HL Deb 26 July 1860 vol 160 cc180-1

House in Committee (according to Order).


said, he entertained grave objections to the additional speeches which it was proposed to allow to counsel. The occasions he thought must be of rare occurrence where the effect could be beneficial, while a great waste of time must necessarily ensue. He therefore begged to move the insertion of the words "if the said Judge shall think the Evidence requires to be commented on."


said, he by no means approved the proposed Amendment, but, remembering that the 12th of August was near at hand, that other things betokened the approach of the end of the Session, and that both in that House and elsewhere the formidable body of Chairmen of Quarter Sessions was largely represented, and that the insertion of such a clause would facilitate the passing of the Bill, he was disposed to waive his private opinion and to consent to the noble and learned Lord's proposal, in the belief that he was thereby improving the administration of criminal justice.


said, he thought it was casting on the Judge a very invidious duty, and one which in most cases he would be slow in undertaking, to require him to decide whether a particular speech ought or ought not to be made.

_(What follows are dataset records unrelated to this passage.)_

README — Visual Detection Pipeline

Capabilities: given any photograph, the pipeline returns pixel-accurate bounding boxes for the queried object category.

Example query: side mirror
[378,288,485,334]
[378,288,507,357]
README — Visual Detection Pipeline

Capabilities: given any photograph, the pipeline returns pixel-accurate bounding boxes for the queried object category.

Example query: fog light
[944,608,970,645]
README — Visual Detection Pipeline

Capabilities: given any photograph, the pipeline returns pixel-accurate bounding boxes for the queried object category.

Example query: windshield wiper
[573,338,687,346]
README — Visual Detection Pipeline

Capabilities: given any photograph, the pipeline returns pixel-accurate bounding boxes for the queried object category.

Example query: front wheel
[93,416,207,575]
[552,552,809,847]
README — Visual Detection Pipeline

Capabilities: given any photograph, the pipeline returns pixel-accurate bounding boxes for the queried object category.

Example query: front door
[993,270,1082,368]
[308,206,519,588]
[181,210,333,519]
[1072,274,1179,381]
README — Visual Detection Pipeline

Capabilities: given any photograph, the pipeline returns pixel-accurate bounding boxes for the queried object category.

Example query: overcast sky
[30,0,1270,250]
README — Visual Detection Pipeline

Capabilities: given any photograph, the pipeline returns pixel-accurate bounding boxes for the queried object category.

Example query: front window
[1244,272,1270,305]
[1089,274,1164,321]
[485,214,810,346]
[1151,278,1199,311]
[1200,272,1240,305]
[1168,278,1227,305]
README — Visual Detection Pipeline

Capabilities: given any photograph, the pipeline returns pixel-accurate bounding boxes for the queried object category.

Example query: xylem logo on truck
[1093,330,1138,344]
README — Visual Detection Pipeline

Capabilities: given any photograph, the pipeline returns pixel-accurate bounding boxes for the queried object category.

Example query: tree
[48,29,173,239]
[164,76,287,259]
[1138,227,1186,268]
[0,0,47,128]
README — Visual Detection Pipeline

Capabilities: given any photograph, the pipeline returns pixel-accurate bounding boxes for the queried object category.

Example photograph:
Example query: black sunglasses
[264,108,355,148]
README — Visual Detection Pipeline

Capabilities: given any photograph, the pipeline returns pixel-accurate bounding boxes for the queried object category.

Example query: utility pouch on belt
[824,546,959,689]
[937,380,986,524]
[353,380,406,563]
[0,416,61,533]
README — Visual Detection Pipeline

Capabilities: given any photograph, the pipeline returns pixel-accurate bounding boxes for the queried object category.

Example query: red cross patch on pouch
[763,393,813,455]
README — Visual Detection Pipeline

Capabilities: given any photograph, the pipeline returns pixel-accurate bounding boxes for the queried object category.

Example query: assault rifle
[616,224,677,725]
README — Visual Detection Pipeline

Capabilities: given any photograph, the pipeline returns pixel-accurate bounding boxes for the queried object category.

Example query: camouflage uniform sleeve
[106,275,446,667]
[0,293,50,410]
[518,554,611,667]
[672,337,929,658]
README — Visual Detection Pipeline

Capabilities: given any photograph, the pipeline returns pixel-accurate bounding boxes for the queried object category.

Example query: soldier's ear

said, the Bill would operate unfairly in the case of a prisoner who was undefended by counsel, but who called witnesses in his own behalf. The prosecutor would thereby be entitled to a speech in reply, in addition to that made in opening the case, although no one had addressed the jury for the defence. In cases where there were more prisoners than one, only one having obtained the benefit of legal assistance, the injustice would be even more apparent.


said, it very rarely happened that prisoners who were undefended by counsel produced witnesses in their own behalf. In nine cases out of ten no evidence whatever was given for the defence, and therefore there would be very few cases to which the objection would apply.

Amendments made: The Report thereof to be received To-morrow.